Article ID Journal Published Year Pages File Type
937881 Neuroscience & Biobehavioral Reviews 2008 18 Pages PDF
Abstract

The aim of this paper is to review evidences that stressful events throughout life can have a long-term impact on ageing and the progression of Alzheimer's disease. As early as the prenatal or neonatal period, stress can alter the rate of cognitive decline and neurodegenerative changes in the brain in a stressor-dependent manner, with prenatal restraint and maternal separation usually causing damage to the brain, whereas neonatal handling was found protective. The occurrence of negative outcomes of early stress can, however, be reversed by subsequent events known to be beneficial to the ageing process.
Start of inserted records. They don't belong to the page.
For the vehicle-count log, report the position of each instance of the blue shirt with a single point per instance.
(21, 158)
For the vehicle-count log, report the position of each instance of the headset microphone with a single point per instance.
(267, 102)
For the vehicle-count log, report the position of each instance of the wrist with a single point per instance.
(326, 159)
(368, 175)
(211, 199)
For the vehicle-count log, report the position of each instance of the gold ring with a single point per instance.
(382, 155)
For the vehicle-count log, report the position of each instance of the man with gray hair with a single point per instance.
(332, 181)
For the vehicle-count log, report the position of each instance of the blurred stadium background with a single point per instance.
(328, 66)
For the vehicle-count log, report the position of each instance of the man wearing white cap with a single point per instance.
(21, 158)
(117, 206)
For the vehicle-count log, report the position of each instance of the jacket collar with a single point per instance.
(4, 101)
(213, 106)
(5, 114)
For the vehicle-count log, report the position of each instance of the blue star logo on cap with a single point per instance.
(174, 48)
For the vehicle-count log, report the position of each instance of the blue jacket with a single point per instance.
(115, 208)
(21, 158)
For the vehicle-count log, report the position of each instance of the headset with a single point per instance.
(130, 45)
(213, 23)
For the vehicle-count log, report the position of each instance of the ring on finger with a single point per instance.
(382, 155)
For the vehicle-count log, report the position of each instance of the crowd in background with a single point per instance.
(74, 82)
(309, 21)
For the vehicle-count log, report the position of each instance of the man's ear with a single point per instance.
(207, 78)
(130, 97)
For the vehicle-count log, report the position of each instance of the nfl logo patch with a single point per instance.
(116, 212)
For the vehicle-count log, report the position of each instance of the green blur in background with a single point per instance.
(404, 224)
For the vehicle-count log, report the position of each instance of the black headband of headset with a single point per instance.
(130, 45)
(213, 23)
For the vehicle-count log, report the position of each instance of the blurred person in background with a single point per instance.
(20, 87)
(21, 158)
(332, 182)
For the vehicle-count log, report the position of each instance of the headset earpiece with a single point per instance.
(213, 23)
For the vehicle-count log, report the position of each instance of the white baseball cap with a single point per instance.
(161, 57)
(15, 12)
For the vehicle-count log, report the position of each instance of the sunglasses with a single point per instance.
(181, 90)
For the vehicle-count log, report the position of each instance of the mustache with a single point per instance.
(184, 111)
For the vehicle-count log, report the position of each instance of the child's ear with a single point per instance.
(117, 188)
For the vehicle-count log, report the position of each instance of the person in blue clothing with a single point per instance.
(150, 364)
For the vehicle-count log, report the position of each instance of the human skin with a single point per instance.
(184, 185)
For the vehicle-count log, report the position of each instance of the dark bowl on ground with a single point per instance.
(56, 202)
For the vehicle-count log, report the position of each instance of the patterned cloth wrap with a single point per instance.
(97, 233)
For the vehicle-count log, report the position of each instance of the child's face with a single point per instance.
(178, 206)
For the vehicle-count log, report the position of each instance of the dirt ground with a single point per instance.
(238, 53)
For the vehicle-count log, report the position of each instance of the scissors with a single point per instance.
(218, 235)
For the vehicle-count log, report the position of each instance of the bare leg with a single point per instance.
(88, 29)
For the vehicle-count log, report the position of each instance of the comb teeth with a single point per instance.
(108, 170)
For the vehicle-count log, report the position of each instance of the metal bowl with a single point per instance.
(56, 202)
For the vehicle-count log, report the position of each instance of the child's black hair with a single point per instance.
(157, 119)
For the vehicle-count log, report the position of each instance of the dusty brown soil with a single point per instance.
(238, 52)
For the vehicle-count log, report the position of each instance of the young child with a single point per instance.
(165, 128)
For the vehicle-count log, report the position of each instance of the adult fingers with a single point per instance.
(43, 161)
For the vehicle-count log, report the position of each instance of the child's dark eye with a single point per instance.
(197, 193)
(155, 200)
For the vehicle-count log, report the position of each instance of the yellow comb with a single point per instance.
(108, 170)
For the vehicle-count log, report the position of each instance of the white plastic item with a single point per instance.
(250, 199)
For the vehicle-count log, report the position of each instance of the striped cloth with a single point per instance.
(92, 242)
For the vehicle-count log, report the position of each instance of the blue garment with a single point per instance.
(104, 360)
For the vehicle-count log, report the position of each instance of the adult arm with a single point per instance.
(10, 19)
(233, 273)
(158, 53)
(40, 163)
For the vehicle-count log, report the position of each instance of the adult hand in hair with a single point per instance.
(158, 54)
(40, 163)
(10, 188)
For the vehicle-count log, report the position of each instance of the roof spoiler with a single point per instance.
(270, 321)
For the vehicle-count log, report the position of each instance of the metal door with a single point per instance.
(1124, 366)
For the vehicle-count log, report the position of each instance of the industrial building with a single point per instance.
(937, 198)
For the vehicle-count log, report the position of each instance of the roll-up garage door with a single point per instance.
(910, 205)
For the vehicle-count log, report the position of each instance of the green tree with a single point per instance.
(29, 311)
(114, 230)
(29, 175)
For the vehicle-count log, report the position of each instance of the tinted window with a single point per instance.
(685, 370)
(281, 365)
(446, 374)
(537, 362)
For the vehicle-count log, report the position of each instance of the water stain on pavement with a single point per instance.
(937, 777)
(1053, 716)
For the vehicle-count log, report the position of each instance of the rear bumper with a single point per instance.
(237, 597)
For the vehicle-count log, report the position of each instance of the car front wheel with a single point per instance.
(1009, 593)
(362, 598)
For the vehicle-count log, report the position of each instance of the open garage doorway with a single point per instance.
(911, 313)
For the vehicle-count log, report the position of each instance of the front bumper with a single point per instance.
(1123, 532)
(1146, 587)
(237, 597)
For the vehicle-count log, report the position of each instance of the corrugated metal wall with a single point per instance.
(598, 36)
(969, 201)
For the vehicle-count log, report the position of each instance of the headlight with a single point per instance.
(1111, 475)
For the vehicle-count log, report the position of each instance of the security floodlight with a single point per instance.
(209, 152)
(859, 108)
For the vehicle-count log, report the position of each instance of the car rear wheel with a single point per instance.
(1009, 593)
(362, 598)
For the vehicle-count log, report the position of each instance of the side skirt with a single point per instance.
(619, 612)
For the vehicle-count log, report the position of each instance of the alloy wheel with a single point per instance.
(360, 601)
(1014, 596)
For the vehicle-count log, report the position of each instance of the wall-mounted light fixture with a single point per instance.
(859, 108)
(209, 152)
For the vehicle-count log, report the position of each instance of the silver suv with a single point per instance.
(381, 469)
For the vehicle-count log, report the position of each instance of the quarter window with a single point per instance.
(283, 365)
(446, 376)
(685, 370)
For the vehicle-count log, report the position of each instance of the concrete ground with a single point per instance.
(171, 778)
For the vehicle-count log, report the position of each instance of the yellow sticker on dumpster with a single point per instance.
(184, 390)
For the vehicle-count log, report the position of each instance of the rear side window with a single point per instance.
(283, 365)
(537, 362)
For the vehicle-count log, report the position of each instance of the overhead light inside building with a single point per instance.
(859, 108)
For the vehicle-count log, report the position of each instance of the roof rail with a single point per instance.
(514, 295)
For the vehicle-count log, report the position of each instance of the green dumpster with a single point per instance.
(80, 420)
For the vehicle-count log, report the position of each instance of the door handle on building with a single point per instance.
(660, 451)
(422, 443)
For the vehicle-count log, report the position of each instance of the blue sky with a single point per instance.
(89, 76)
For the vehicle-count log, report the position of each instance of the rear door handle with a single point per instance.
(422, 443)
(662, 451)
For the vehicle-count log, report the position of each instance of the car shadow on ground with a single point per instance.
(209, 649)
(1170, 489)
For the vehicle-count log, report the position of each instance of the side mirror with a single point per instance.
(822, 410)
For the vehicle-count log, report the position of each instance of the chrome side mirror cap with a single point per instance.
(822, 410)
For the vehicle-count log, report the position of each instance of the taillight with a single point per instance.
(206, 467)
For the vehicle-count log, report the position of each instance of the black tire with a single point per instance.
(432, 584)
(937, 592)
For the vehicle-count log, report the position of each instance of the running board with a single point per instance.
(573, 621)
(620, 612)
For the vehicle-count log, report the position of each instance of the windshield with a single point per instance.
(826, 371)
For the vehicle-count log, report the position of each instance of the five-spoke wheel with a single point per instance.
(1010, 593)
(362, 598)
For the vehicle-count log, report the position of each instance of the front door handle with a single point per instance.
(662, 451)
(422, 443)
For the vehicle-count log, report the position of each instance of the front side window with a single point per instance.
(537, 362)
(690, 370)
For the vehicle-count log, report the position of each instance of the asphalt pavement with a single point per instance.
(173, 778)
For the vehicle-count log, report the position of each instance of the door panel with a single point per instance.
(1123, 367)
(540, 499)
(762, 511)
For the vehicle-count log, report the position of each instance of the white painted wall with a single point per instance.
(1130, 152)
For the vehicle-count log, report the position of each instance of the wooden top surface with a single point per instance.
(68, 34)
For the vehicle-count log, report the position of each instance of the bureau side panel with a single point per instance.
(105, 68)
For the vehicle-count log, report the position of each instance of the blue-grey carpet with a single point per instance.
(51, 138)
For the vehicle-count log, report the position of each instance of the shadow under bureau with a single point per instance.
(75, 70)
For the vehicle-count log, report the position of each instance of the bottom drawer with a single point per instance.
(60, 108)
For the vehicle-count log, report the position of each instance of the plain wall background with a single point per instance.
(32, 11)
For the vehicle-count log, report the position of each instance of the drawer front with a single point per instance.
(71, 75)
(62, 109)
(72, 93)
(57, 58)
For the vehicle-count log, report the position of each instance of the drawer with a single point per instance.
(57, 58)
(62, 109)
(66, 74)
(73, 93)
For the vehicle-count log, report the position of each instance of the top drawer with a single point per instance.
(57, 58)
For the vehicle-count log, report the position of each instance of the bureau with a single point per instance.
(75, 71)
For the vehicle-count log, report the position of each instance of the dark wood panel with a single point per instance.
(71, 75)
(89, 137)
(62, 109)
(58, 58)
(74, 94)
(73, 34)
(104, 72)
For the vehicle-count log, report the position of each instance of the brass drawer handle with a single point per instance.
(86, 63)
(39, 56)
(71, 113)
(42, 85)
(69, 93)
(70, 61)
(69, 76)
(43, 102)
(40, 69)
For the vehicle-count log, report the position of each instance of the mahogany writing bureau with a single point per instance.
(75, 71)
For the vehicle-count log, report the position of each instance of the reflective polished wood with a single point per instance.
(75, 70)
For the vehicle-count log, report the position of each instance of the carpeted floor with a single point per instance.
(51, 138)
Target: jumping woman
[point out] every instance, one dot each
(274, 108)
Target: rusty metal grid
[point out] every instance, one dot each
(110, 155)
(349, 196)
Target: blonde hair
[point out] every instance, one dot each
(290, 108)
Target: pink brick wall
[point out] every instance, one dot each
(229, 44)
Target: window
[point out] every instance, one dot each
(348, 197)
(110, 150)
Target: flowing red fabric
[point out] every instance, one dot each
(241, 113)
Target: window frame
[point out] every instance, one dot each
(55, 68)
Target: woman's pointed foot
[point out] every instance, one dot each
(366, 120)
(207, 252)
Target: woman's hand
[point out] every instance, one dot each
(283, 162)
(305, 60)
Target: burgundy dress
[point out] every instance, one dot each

After the early developmental period, it is currently unknown how stress will impact on the ageing process, due to a lack of studies. On the other hand, there is evidence of a lack of plasticity of the brain monoaminergic systems in response to stress with age, and of age-dependent changes in the immediate impact of stress, which is greater in subjects vulnerable to age-related cognitive decline. In addition, vulnerability to stress enhances the risk of developing Alzheimer's disease in humans and chronic substantial stress in animal models of the disease accelerates both the onset and progression of pathological markers in the brain. In an attempt to integrate these findings, a hypothesis is presented here whereby stress, in susceptible individuals, would precipitate age-related cognitive decline and hippocampal integrity during normal and pathological ageing, but will only affect the progression of pathological markers of Alzheimer's disease in the presence of other risk factors to this neuropathological disorder.